One day the Mother looked at robust Max and put her hands on her hips and said “enough! Which one do you mean?” And Max picked Celia, the most beautiful of her sisters. And she had deep eyes and dark hair and a delicate face and he courted her. So he married Celia and he worked hard and he opened his own butcher shop in the Bronx and he had his picture taken behind the counter and he’s big and strong and proud. In America. And Max and Celia had a daughter and they named her Rose. Rose, an American name for an American girl. Rochel was her Jewish name.

Rose was my mother and this story goes on and on and on. Celia died shortly before I was born and Rose died when I was fourteen years old.
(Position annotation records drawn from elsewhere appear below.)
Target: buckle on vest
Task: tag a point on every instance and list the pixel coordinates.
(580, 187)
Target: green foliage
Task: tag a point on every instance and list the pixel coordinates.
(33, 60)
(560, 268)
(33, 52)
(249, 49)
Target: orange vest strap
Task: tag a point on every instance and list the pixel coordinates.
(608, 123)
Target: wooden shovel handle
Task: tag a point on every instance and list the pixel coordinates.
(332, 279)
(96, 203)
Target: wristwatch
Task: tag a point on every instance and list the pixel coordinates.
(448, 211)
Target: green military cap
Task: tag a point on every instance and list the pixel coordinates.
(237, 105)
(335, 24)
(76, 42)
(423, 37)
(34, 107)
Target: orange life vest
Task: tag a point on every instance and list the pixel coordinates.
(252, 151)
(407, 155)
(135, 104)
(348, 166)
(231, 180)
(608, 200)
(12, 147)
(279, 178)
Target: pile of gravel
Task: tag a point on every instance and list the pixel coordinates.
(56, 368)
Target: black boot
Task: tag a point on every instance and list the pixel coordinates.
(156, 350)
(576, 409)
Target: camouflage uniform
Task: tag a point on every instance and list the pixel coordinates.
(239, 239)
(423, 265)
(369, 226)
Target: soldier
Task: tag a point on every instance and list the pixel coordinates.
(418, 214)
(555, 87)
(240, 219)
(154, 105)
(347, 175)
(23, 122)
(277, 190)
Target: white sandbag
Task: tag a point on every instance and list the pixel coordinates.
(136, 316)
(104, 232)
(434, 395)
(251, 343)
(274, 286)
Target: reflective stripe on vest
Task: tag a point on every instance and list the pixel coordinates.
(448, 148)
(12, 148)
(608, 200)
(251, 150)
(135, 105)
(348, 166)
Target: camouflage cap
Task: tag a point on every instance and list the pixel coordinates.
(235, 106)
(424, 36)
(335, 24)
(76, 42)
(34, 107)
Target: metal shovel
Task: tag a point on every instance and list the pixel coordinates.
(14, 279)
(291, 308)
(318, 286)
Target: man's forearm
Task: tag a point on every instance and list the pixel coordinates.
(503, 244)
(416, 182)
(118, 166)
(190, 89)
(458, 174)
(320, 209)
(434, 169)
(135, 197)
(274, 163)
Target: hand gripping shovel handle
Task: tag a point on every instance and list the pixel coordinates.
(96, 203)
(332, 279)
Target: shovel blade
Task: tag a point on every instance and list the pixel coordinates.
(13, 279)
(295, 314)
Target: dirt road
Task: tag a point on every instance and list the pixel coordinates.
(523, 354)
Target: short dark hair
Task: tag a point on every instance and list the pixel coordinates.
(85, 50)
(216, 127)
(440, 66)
I lived with three men, my father, my brother, and my grandfather. It was amazing for me to put on the faces of Celia and Rose: to feel them in my very being. I’m part of the story, it’s my story now and it goes on and on and on.

--Susan Klahr


Eddy said…
im very sad. she was a great artist and an excellent profesor at UTEP.
I love you Susan. Thanks for teaching me the best painting techniques.I'm a good teacher because of you.
Love you :(
I was shocked when I heard of Susan's passing. I didn't even know that she was ill. Thank you Susan, you are a great inspiration, I hope to inspire my students the way you did. Thanks for beautifying my world! L Williams (UVAs)
Nora Reyes said…
Beautiful Susan! UTEP was so lucky to have you! You live on through your work! You are still missed!